Scala parser combinators: getting a stackoverflow with packratparsers

Question

The problem

The problem is that you are indeed filling the stack. Your expression consists of 500 opening brackets, the "1+1" and then 500 closing brackets. In the terms of your grammar you have 500 terms of type "factor" nested into each other, and then inside one term of type "expr".

For each start of a (nested) term, the parser has to push something on a stack (in this case a function call). When the nested term is finished, the parsed pops this thing from the stack (in this case: the function returns). If after the last token the stack is empty and if the stack never goes negative (pops too much), then your term is well formed (in your case: the parentheses are balanced).

In simple terms: The parser uses the stack to count if the parenthesis are balanced.

You are using several tools too speed the parsing up. None of these tools helps with the stack consumption.

Your helpers:

Using a packrat parser

The packrat parser caches already parsed parts, so they don't need to be parsed again. This can come with a nice speed up, when your grammar has lots of alternatives with common parts. It doesn't help in your case, because you ahve no alternatives. And it doesn't help with the stack consumption.

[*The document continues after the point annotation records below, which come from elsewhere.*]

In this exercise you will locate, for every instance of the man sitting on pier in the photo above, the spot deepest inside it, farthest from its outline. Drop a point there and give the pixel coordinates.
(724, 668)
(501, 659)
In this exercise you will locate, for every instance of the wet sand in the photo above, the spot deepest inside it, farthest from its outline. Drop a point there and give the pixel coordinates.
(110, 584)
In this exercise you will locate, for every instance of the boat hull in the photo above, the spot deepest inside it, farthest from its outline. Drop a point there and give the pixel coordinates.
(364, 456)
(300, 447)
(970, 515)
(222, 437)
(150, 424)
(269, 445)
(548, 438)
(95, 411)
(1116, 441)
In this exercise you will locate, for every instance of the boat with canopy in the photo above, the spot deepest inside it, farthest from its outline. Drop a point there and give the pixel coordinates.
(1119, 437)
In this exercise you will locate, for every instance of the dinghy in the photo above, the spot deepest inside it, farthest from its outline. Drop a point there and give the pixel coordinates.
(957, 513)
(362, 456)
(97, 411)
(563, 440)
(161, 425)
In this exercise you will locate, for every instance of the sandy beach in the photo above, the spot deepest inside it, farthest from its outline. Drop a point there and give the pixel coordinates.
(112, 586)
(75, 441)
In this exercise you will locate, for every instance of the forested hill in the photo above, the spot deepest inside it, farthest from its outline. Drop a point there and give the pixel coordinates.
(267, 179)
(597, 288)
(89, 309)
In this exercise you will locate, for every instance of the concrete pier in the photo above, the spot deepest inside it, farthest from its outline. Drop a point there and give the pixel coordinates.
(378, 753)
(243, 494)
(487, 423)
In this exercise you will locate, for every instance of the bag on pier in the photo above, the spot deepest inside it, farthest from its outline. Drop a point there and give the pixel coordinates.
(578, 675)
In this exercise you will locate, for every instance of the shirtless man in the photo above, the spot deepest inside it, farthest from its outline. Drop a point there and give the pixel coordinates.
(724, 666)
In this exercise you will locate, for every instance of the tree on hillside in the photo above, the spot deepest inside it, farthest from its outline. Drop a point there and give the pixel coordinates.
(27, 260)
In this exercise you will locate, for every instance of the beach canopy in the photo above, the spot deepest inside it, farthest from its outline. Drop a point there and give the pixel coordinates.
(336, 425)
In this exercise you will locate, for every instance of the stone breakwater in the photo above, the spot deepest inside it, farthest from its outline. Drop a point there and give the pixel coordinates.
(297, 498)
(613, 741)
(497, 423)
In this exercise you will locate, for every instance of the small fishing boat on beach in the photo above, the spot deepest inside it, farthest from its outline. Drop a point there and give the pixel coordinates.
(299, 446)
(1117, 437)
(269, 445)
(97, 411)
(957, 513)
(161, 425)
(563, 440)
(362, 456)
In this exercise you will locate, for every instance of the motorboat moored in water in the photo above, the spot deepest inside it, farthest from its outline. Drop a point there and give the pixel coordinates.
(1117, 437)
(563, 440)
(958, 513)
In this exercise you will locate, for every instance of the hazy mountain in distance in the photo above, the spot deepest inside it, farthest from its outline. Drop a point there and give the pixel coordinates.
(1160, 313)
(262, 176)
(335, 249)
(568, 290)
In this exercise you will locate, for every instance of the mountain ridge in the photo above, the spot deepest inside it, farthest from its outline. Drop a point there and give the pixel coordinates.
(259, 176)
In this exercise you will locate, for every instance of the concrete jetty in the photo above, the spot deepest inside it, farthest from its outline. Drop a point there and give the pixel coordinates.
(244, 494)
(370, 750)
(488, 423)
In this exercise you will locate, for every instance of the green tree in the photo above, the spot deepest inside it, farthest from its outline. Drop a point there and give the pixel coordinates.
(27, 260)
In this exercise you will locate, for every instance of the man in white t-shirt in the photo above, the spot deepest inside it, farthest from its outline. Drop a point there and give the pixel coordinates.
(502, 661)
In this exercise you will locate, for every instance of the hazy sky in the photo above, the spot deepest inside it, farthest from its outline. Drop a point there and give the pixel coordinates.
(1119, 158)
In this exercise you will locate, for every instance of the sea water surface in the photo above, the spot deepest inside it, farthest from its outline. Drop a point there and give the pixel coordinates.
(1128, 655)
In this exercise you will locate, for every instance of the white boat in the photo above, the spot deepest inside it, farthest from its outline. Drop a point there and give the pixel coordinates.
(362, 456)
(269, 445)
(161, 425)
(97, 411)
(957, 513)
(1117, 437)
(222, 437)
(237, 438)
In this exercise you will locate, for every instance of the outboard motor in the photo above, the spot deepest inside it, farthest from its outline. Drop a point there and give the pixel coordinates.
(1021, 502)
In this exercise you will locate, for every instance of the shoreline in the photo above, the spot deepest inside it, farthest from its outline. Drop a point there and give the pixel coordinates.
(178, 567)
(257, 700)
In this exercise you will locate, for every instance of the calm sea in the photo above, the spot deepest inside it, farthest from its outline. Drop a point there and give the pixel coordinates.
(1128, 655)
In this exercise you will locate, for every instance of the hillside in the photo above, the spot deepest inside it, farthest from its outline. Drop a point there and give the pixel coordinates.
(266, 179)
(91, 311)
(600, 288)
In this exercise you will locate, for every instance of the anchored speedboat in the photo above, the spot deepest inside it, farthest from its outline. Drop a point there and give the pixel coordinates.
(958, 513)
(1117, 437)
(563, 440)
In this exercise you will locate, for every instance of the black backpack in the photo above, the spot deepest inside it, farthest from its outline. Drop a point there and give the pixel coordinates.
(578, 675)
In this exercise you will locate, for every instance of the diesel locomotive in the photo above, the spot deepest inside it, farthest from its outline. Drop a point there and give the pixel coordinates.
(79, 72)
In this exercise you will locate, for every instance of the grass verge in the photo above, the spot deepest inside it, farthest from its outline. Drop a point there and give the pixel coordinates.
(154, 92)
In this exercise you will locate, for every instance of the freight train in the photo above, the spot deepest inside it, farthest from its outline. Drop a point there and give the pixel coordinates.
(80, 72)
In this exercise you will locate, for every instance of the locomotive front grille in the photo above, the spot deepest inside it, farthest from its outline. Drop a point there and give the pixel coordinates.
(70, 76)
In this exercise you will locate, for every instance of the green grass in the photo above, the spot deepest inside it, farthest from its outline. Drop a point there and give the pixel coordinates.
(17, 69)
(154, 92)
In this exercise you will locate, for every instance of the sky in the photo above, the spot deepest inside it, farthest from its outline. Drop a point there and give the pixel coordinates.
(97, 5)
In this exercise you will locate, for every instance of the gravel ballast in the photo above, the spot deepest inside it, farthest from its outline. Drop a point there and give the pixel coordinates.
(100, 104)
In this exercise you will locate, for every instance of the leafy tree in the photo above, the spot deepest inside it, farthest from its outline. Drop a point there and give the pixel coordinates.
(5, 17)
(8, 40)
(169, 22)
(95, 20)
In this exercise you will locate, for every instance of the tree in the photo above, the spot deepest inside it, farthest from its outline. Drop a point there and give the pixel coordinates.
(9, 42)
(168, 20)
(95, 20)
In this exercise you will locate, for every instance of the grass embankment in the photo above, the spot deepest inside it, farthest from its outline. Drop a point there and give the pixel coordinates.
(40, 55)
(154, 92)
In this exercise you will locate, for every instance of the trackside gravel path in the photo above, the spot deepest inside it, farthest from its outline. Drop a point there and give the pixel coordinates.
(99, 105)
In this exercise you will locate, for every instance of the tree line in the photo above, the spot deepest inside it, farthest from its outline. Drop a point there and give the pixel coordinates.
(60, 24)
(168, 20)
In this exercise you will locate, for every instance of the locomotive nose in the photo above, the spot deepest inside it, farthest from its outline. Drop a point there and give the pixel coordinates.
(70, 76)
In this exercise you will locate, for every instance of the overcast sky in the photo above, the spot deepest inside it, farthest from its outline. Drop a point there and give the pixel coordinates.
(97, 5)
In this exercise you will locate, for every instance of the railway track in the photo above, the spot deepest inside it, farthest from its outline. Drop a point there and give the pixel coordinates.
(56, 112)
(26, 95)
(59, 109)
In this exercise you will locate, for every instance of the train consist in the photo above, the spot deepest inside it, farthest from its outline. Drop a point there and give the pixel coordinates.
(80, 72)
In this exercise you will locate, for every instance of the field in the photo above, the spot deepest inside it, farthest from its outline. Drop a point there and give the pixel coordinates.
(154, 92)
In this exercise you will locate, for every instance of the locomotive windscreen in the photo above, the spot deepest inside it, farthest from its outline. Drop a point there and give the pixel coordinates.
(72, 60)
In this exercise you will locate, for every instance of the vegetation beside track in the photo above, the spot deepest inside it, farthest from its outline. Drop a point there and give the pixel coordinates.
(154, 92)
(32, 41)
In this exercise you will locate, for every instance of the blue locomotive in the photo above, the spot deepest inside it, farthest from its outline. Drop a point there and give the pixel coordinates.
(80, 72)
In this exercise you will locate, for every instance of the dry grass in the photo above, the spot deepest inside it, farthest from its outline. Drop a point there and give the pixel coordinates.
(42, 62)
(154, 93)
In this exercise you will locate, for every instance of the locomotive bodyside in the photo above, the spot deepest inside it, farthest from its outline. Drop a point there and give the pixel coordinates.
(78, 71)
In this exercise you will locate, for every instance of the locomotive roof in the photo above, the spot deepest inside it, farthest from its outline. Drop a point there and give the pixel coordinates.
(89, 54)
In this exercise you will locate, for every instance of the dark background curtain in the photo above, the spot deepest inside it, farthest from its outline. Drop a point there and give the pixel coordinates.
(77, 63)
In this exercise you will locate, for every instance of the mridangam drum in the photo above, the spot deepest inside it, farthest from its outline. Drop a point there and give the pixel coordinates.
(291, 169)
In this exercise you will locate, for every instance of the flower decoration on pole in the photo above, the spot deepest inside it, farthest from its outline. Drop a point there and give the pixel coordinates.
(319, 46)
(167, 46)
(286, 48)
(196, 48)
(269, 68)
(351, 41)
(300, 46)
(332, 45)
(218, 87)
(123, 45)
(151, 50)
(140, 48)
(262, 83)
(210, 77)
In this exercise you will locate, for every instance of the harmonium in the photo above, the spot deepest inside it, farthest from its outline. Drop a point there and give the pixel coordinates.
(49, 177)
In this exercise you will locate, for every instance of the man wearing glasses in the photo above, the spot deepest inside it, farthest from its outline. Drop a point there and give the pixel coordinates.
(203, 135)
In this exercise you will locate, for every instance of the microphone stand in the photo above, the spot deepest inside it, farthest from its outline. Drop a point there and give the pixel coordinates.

Omitting parts of the result

You use <~ and ~> to omit some parts of the parsed result. But this only helps inside a term. When the according rule is invoked, the parser must still push something on the stack.

Using tokens

You break up the input stream in tokens before you parse it. This usually speeds up the parsing, because tokenizing (non recursive, usually regular expressions) is much cheaper than parsing (recursive). But in your case, the problem lies in the depth of the nested terms (recursive problem). So your pressure is completely in the parsing part, and hence uses up the stack. Tokenizing does not help with that problem.

Solution

I don't think you can solve this easily. Parser have to use some kind of stack data structure. And usually the built in stack is used for performance issues. You would have to use some stack structure on the heap. This will usually be much slower and will not be compatible with Scala Parser Combinators.

You could try to wrap "factor" in continuation-passing style (CPS). Then the calls will be tracked on the heap and not on the stack.

Out of the box there is no simple solution for this.